Les jours et les semaines ont
passé sans qu'aucune jungle ne se forme. L'herbe est restée de
l'herbe. Je me suis mis à sarcler les plates-bandes comme je faisais
auparavant, étonné même d'avoir plus de temps pour m'y consacrer.
J'ai continué à mettre certaines 'mauvaises herbes' dans le compost
et à en confier d'autres au ramassage municipal, mais lorsqu'il
s'est arrêté à l'automne, j'ai eu envie d'imiter M. et en ai fait
un tas au dessus du sol, sans entourage d'aucune sorte. Encore pour
voir ce que ça va donner.
Très vite j'ai été sûr de ne
plus vouloir voir la tondeuse et l'ai donnée à mes amis
récupérateurs. J'ai aimé la place laissée libre dans le garage.
Sans travailler davantage, j'ai pu nettoyer toutes les bordures à
fleurs et arbustes avant l'hiver, couper et entasser des branches.
Certes pour rester un peu maître, mais aussi je l'avoue pour que le
jardin reste beau : si ce n'est pas aux yeux des conformistes du
moins à ceux des esprits moins étroits et à ceux des gens qui
aiment les plantes de toutes sortes. Et en cette période où le
printemps s'annonce, je crois que c'est la première fois que tulipes
et jonquilles seront ainsi mises en valeur. Jusqu'à cette année, je
m'occupais d'abord de feu la pelouse.
L'an dernier j' y avais déjà bêché
deux carrés : un pour les plants de tomate qu'I. m'avait donnés
et un à la place du soi-disant composteur plastique dont je me suis
débarrassé. Je vais sans doute en créer un troisième. Mais c'est
surtout l'évolution future de la surface herbeuse qui excite ma
curiosité.
Post-Scriptum - au premier jour de l'automne 2015 :
Je n'ai pas compris tout de suite compris pourquoi ma dernière facture d'électricité avait très sensiblement baissé. Moins d'eau chaude? moins de télé ou de lumière artificielle? Ça m'a semblé curieux jusqu'à ce que je pense aux heures passées à tondre avec mon engin... électrique. Mais si vous abandonnez votre tondeuse à explosion vous économiserez aussi.

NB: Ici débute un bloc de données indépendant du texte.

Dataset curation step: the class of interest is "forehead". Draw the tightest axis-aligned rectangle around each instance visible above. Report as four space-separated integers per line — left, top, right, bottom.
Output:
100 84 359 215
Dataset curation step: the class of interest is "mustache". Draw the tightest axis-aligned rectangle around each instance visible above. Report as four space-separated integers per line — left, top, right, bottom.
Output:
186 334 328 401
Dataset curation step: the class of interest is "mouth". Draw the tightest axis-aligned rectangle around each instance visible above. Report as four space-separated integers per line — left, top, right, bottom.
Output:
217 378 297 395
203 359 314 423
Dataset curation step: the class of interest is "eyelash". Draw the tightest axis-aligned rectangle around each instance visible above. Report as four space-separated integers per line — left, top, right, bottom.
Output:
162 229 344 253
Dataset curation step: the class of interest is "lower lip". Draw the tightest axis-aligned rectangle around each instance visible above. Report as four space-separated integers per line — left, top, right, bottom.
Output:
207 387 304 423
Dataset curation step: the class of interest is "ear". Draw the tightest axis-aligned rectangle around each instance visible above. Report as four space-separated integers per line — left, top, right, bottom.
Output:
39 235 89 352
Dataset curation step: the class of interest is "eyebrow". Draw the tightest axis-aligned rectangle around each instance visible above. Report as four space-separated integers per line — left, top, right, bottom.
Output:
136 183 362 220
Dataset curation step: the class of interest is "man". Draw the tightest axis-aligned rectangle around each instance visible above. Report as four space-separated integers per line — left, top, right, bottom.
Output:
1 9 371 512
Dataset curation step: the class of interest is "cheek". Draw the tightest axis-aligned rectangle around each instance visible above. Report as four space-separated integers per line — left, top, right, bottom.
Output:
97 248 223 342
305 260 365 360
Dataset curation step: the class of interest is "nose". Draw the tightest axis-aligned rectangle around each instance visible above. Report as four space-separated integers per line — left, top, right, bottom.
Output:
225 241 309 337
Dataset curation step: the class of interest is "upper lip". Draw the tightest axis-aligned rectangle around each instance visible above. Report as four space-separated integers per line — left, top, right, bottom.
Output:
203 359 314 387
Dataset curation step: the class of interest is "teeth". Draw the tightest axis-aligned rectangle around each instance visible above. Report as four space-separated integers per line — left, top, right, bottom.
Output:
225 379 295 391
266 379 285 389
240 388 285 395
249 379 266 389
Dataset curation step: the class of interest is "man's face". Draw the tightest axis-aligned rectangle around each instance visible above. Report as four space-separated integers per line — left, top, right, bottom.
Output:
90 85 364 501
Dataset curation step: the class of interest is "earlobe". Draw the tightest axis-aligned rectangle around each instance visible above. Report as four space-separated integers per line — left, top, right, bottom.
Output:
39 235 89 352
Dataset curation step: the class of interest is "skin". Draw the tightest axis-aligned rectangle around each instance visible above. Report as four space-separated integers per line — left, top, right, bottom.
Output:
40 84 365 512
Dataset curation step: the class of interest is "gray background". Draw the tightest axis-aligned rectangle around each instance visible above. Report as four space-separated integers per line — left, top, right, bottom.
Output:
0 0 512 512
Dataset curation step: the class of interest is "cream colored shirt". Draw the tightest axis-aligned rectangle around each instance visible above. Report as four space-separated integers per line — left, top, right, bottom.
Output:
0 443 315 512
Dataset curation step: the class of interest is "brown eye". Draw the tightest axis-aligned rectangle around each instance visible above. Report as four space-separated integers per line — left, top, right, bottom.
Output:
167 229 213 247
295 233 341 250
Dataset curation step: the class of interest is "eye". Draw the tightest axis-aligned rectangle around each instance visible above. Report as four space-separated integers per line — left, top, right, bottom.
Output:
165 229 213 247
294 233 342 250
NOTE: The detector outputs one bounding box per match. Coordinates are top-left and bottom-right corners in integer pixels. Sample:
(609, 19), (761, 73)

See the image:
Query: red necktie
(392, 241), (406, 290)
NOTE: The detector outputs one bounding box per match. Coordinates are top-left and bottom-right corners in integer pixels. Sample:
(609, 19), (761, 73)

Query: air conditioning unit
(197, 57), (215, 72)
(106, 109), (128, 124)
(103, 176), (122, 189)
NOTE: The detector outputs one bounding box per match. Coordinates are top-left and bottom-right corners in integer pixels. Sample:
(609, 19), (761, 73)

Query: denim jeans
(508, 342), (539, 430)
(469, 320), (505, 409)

Et pendant que j'y suis, dernière surprise du jardin. L'an dernier I. m'avait donné à repiquer des plants de tomate qu'elle avait obtenu par semis. Ils avaient bien repris mais n'ont rien donné de mangeable, tous atteints du mildiou, jusqu'au dernier qui à pourri en place avec ses fruits gâtés. Là la force du vivant : j'y ai découvert cette année un paquet de sept plants provenant à n'en pas douter de la dernière tomate tombée. Séparés et repiqués ils ont tous bien poussé et commencé à donner des fruits. C'était hier la 2ème fois que je les taillais un peu et leur ajoutais des tuteurs plus grands. Les grappes sont maintenant nombreuses.
Pour être honnête, je dois dire que j'ai a nouveau remarqué 1 tache de mildiou sur 1 rejet. Même s'il finit par gagner le reste, étant donné les semaines de fortes pluies qu'on a eues, le progrès est indéniable. Ne pas oublier de sauvegarder des graines.